Posted By on Jan 29, 2011

I’ve been worried about the little gray cat. He’s been living on the sidewalk in front of our apartment for the past year or more—the exact date of his arrival is something nobody can quite pinpoint. He’s a small but beautiful cat (someone walking past said he’s a Russian Blue—this passerby seemed to know what he was talking about). He sits on the stoops in front of our building and the building next door, gazing imperiously at all who walk by. He is reminiscent of a cat Borges mentions in his story, “The South.” As the narrator leaves on his journey he passes through a neighborhood where he notices “un enorme gato que se dejaba acariciar por la gente, como una divinidad desdeñosa.” “An enormous cat that permitted itself to be caressed by the passerby, like a disdainful divinity.” Except for its size, this is the little gray cat to a T.

People in our building and the building next door feed the little gray cat, and for all of last year he seemed to prosper, his coat gleaming. He is beautiful and therefore receives a lot of attention, though he will permit himself to be petted only when the mood strikes him. And woe be unto those who have tried to pick him up, or even, in a few cases, to lure him into a cat container to domesticate him. The little gray cat is too wary and too fast for them. We’ve see him hunting in an abandoned lot down the street from time to time, and in those moments we know the futility of trying to tame him.

The viagra no prescription uk is owned by Eli Lilly and ICOS. The pills help cialis buy have good intimacy with your Partener’s.

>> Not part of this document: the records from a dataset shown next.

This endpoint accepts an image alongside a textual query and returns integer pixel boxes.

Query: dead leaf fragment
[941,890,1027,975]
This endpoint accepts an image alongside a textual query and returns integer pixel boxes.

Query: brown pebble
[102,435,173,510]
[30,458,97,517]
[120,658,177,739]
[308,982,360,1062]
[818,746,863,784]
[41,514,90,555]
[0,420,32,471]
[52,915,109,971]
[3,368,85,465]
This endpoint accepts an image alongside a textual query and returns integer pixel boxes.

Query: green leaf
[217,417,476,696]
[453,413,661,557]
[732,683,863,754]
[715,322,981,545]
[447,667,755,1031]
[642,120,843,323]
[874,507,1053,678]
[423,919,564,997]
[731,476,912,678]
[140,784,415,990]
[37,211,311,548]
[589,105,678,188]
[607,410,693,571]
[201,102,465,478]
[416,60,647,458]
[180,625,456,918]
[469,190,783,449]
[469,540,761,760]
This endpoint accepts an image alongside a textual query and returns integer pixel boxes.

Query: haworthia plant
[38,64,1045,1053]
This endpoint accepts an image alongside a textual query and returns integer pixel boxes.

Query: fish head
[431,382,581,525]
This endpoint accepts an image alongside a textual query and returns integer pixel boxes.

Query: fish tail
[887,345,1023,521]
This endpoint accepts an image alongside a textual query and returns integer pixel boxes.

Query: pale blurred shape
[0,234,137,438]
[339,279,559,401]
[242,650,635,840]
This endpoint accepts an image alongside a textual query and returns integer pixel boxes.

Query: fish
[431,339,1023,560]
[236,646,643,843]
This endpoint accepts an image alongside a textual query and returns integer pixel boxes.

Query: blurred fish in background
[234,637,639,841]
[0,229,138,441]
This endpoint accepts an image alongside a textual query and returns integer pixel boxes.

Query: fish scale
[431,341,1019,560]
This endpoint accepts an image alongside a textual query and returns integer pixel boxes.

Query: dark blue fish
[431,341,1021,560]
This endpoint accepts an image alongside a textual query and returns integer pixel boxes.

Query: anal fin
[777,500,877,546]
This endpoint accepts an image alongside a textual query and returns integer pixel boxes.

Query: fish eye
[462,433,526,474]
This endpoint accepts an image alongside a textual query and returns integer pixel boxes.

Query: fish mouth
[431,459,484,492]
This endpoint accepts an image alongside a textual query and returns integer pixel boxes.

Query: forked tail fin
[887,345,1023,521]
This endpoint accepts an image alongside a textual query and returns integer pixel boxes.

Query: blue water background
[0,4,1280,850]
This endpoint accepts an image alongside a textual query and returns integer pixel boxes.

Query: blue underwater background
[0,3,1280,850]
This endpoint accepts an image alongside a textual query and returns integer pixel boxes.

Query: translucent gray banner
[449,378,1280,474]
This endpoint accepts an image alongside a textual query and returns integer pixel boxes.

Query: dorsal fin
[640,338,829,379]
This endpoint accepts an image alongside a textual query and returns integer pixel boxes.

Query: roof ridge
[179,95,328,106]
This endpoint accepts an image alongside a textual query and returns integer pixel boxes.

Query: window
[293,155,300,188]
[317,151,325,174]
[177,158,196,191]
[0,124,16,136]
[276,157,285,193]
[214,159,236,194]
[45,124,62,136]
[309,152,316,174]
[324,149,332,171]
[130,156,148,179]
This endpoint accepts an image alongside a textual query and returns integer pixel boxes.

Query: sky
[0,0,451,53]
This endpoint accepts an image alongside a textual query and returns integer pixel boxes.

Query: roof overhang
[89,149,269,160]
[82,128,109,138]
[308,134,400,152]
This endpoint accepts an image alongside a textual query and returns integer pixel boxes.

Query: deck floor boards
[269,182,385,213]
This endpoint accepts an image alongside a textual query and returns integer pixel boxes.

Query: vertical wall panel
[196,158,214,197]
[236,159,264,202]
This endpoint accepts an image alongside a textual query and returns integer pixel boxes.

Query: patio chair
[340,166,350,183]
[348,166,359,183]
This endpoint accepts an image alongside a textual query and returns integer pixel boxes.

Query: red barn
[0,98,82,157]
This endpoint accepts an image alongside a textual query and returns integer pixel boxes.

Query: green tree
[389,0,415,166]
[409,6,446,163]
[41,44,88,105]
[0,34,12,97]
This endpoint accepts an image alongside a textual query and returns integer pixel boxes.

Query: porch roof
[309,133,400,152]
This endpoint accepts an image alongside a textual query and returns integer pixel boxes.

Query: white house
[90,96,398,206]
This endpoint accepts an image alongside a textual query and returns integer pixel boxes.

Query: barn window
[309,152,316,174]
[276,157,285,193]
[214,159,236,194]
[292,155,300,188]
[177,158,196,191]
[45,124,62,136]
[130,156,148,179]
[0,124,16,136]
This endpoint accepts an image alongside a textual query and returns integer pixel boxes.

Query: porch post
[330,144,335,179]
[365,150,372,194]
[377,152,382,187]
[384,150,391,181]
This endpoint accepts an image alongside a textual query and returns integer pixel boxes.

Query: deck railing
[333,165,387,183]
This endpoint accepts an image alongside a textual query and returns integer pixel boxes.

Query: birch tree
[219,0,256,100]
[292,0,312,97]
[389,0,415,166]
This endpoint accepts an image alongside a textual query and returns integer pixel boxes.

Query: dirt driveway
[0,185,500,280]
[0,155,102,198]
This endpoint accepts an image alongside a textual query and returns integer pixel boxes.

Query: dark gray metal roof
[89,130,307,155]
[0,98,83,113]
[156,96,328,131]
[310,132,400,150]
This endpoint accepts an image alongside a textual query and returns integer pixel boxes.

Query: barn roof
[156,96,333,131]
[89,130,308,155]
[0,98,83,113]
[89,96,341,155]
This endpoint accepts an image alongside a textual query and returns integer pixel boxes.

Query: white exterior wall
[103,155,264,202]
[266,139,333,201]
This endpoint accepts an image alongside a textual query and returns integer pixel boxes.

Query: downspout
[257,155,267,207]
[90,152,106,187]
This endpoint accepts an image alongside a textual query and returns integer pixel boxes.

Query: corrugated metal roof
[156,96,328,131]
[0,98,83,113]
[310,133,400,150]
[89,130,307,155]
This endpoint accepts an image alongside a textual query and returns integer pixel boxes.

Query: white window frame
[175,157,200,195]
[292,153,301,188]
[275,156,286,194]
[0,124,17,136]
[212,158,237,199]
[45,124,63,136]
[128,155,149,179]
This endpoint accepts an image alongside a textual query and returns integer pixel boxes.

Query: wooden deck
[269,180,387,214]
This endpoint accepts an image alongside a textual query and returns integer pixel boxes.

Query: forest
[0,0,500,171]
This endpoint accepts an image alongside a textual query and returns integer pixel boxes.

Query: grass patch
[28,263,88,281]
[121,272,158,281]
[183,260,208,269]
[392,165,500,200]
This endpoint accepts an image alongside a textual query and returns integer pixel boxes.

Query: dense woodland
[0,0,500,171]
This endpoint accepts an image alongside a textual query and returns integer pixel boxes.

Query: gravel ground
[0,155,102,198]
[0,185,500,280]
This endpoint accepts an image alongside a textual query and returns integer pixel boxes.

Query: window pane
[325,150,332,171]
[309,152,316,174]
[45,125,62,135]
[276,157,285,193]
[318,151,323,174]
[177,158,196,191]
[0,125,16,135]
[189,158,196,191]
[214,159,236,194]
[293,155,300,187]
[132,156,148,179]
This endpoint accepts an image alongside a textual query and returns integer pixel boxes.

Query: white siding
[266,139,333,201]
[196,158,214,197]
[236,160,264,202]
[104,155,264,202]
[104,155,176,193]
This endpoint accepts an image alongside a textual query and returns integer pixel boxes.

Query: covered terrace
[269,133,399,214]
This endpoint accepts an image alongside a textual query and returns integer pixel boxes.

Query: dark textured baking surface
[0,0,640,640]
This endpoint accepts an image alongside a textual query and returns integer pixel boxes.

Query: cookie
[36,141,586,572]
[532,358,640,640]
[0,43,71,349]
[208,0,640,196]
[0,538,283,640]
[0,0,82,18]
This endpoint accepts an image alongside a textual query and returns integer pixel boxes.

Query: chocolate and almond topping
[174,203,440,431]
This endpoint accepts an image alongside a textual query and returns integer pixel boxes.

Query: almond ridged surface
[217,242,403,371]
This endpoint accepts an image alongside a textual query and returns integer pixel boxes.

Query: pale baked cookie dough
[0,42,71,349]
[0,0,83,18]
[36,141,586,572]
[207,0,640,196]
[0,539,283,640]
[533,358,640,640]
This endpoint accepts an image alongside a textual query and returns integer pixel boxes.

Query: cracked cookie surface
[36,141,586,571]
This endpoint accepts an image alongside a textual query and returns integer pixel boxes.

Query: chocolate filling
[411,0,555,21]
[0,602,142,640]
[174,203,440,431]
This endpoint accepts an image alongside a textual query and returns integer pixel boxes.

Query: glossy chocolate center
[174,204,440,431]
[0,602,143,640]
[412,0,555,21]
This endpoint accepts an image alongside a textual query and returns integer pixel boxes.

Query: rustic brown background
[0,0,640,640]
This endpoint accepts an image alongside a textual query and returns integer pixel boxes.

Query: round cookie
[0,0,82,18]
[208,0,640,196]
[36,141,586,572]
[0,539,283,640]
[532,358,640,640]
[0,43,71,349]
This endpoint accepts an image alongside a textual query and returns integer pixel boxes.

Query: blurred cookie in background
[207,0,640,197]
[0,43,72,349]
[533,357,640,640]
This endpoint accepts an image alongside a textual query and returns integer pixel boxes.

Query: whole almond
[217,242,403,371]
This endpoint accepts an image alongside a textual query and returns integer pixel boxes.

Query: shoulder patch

If you are interested to know more about Best Solution To Solve Your Snoring Problem, please search our site for more details on Alternative treatment for pancreatic cancer and chose not of mainstream medicine. sample viagra pills Native Americans also used ginseng extensively but this fact is less known. daveywavey.tv discount generic viagra But this winter, with its endless snowstorms and fierce cold, has not been kind to the little gray cat. We have found him from time to time in front of the building meowing—yes, meowing just like any other hungry cat. (We’ve joined the neighbors in feeding him.) Since the last snowstorm on Thursday, we’ve not seen him at all. So I think quite a few of us are worried about him, though not too worried: the little gray cat is a survivor. I expect to see him soon with his disdain intact—I prefer him that way—but in extremis, he is like any of us who inhabit a body, cat or human—vulnerable and given to revealing his weaknesses before the cruelties of nature.